We took independent advice from a consultant obstetrician (a doctor who specialises in pregnancy and childbirth). We found that there was no medical need to open a second theatre and that Mrs C and her baby has been appropriately monitored throughout the labour. However, Mrs C was on the 'red pathway' for her maternity care which highlights significant/obstetric risks and we found that there had been a delay in assessing her after her arrival at hospital. We considered that Mrs C should not have been left without adequate triage on her arrival at hospital. We upheld this aspect of Mrs C's complaint. However, we noted that the outcome may not have been different even if Mrs C had been examined sooner.

Mrs C also complained that the board's handling of her complaint was unreasonable. When Mrs C first raised her concerns with the board, she was offered a meeting with the consultant whose care she was under. At the end of the meeting the consultant suggested that Mrs C prepare a note setting out her account of what had happened. Mrs C understood she was making a formal complaint, but the consultant had actually asked for the account so that the Obstetric Risk Management Group could consider if a review of the case was required and identify any areas for learning. The misunderstanding came to light several months later, at which stage Mrs C was appropriately directed to the complaints process. Although we considered that the consultant had been acting in good faith, we were critical of the board's failure to identify Mrs C's concerns as a formal complaint. We upheld this aspect of Mrs C's complaint.


What we asked the organisation to do in this case:

  • Apologise to Mrs C for the delay in assessing her. The apology should recognise the impact of her birth experience on her daily life.
  • Apologise to Mrs C for failing to identify her concerns about her treatment as a formal complaint. The apologies should meet the standards set out in the SPSO guidelines on apology available at www.spso.org.uk/leafletsand-guidance.

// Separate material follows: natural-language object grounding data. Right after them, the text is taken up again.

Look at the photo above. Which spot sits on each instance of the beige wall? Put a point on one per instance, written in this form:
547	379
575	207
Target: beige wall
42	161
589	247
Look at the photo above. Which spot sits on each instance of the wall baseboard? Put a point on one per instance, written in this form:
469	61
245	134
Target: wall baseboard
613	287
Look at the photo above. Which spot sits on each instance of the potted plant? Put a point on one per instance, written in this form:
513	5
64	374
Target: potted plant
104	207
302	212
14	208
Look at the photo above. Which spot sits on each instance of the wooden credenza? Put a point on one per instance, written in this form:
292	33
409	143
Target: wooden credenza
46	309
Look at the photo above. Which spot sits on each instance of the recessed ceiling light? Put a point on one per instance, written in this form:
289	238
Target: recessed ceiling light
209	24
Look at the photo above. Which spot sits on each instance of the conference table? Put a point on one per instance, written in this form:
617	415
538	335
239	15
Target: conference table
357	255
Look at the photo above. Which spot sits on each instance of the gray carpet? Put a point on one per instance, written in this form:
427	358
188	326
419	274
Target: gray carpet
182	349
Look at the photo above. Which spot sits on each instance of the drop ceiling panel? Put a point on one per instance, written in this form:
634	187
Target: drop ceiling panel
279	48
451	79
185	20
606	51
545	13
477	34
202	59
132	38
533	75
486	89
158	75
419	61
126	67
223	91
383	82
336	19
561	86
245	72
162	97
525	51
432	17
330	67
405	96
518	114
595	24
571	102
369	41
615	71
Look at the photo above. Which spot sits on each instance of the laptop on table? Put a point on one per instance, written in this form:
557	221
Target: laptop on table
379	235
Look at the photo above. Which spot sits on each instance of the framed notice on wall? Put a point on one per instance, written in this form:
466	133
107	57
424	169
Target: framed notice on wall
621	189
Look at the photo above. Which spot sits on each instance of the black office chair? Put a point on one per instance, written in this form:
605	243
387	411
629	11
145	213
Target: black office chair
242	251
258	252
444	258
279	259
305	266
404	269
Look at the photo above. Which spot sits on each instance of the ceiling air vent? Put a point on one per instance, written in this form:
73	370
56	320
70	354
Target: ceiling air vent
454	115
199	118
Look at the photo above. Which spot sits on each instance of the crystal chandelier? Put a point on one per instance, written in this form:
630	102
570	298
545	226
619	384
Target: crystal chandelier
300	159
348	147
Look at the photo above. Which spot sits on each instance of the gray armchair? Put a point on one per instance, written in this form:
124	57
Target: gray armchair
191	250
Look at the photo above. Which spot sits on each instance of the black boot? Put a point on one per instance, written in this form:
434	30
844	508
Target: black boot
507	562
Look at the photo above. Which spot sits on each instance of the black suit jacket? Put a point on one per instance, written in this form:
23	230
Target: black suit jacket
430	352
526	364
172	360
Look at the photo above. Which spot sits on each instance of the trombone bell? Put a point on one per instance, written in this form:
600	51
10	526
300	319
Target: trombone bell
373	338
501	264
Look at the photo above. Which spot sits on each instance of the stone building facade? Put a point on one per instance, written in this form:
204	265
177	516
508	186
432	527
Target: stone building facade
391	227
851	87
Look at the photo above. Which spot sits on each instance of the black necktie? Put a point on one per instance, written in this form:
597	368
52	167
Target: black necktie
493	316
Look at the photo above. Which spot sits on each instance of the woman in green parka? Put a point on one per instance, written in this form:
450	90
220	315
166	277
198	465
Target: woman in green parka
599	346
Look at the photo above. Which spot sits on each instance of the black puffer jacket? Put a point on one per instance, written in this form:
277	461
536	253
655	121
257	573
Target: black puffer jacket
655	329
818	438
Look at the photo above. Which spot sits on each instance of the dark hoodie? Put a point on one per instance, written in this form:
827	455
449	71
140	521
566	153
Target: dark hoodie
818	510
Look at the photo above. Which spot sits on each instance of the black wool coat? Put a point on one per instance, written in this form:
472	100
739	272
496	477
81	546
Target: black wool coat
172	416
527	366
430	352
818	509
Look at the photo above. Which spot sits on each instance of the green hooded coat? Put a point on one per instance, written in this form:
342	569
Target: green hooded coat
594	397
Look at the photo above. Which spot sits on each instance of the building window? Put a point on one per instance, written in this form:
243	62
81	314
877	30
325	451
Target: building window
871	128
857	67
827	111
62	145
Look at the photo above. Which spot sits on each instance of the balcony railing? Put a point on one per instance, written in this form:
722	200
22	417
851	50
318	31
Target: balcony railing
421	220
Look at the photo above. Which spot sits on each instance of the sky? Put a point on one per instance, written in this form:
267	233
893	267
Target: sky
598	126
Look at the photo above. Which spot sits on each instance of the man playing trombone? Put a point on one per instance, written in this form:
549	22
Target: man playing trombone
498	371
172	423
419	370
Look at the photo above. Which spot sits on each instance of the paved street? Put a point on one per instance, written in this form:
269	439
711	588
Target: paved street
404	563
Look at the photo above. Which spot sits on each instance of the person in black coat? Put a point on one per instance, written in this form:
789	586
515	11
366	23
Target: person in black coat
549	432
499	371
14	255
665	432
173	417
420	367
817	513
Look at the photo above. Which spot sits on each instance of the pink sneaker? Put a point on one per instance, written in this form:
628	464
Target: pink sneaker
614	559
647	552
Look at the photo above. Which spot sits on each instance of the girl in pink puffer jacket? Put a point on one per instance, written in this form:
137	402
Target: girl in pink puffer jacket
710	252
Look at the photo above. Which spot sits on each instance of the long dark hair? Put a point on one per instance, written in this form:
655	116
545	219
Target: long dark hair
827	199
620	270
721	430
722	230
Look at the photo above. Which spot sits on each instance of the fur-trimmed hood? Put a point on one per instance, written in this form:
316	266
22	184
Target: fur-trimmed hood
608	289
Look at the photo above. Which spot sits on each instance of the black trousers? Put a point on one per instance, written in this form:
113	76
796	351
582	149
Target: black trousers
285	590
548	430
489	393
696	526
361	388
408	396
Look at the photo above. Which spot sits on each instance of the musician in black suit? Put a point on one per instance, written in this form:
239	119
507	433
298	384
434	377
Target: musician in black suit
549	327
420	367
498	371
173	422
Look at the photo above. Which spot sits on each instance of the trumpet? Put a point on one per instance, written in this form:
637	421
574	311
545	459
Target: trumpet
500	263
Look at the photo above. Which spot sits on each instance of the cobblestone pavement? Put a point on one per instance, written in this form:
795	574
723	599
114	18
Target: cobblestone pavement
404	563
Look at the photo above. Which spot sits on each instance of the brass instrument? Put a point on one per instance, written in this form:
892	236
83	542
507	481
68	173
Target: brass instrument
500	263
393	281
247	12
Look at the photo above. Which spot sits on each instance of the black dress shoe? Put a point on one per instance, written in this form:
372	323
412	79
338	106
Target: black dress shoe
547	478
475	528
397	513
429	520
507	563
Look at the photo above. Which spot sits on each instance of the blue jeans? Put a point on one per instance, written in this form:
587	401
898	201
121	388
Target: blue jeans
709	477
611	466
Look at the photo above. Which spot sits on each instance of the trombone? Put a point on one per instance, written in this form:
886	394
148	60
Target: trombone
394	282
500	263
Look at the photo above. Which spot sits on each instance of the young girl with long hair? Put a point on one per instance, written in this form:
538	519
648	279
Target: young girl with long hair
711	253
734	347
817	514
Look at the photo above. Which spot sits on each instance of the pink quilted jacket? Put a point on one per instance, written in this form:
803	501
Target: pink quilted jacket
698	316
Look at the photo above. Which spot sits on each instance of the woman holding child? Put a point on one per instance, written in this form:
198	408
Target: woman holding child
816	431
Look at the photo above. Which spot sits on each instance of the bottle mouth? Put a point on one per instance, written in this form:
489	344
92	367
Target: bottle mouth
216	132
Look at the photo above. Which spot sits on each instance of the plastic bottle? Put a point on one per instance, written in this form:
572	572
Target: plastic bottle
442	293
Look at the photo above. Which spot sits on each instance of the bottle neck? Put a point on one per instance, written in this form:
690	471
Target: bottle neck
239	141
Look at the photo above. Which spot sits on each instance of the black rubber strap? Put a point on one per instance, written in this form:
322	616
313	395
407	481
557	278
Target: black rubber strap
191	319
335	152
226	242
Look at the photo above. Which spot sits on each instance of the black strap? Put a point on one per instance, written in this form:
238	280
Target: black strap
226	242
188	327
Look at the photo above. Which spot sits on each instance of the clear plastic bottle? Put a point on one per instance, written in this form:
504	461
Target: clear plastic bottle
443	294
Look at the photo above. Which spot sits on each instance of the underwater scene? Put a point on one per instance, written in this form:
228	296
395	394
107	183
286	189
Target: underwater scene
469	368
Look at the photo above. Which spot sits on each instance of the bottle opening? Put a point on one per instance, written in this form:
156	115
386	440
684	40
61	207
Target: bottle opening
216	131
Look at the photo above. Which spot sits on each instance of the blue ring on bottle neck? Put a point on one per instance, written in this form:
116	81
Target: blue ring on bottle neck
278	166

What we said should change to put things right in future:

  • Relevant staff should take a pro-active approach to triage, ensuring clinical questions are asked and documented.

In relation to complaints handling, we recommended:

  • Staff should be confident in recognising complaints. In cases where there is any lack of clarity over whether concerns should be treated as a formal complaint, steps should be taken to ascertain and clearly record the wishes of the patient.